Babad Buleleng dari abad ketujuhbelas menyebut istana raja sebagai pura, sedangkan tempat tempat pemujaan terkenal sebagai parhyangan. Pustaka Dwijendra Tattwa menyebut tempat pemujaan sebagai puri atau parhyangan, dan istana raja sebagai karaton. Babad Sang Catur amenyebut istana raja sebagai kadatwan, dan tempat suci sebagai .Selanjutnya R. Friederich yang berkunjung ke Bali pada akhir abad kesembilanbelas melaporkan bahwa tempat pemujaan di Bali saat itu dengan sebutan kahyangan, panataran, pararyangan, atau pangastawan.
Dalam budaya Bali, pura adalah tempat suci yang memiliki karakteristik khusus berdasarkan entitas yang mereka persembahkan dan sembahyangkan. Ada dua karakter utama dari pura di Bali:
Karakteristik Pura dalam Budaya Bali: Kahyangan dan Keluarga
1. Pura Kahyangan: Tempat Pemujaan Hyang Widhi
Pura Kahyangan adalah tempat suci untuk memuja Hyang Widhi, bersama dengan segala Prabhawa-Nya (hukum kemahakuasaan-Nya). Di Pura Kahyangan, semua umat Hindu, tanpa membedakan keturunan, suku, atau bangsa, dapat bersembahyang. Pura Kahyangan merupakan tempat universal di mana orang-orang datang bersama-sama untuk beribadah dan menyembah Tuhan dalam bentuk yang paling murni.

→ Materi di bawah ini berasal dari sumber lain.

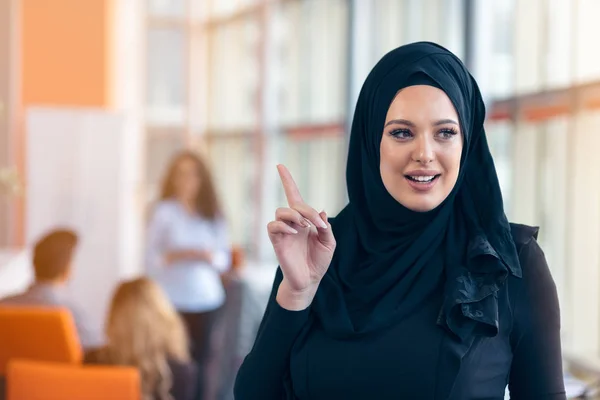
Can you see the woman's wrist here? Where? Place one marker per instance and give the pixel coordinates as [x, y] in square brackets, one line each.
[293, 300]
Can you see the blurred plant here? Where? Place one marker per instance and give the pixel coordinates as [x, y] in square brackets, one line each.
[10, 183]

2. Pura Keluarga: Tempat Pemujaan Bhatara Leluhur
Pura Keluarga, di sisi lain, adalah tempat suci untuk memuja Bhatara Leluhur, arwah, atau leluhur yang telah suci. Di Pura Keluarga, sembahyang fokus kepada leluhur tertentu dan biasanya anggota keluarga yang memiliki hubungan darah atau kekerabatan dengan leluhur tersebut yang hadir melakukan persembahyangan. Meskipun tidak wajib bagi semua umat Hindu untuk sembahyang di Pura Keluarga, orang lain yang ingin melakukan sembahyang di sana biasanya tidak ada larangan.
Kesimpulan
Terminologi dalam budaya Bali mencerminkan sejarah panjang dan pengaruh berbagai budaya di wilayah tersebut. Pemahaman akan makna “pura” dan “puri” menggambarkan evolusi budaya dan bahasa di Bali. Penggunaan terminologi ini juga memiliki implikasi dalam pemahaman budaya Indonesia yang lebih luas.
Pura dalam budaya Bali memiliki dua karakteristik utama: Pura Kahyangan, yang merupakan tempat universal untuk memuja Tuhan, dan Pura Keluarga, yang berfungsi untuk memuja leluhur tertentu. Kedua jenis pura memiliki peran penting dalam kehidupan spiritual masyarakat Bali dan mencerminkan nilai-nilai kesatuan dan keluarga dalam agama Hindu.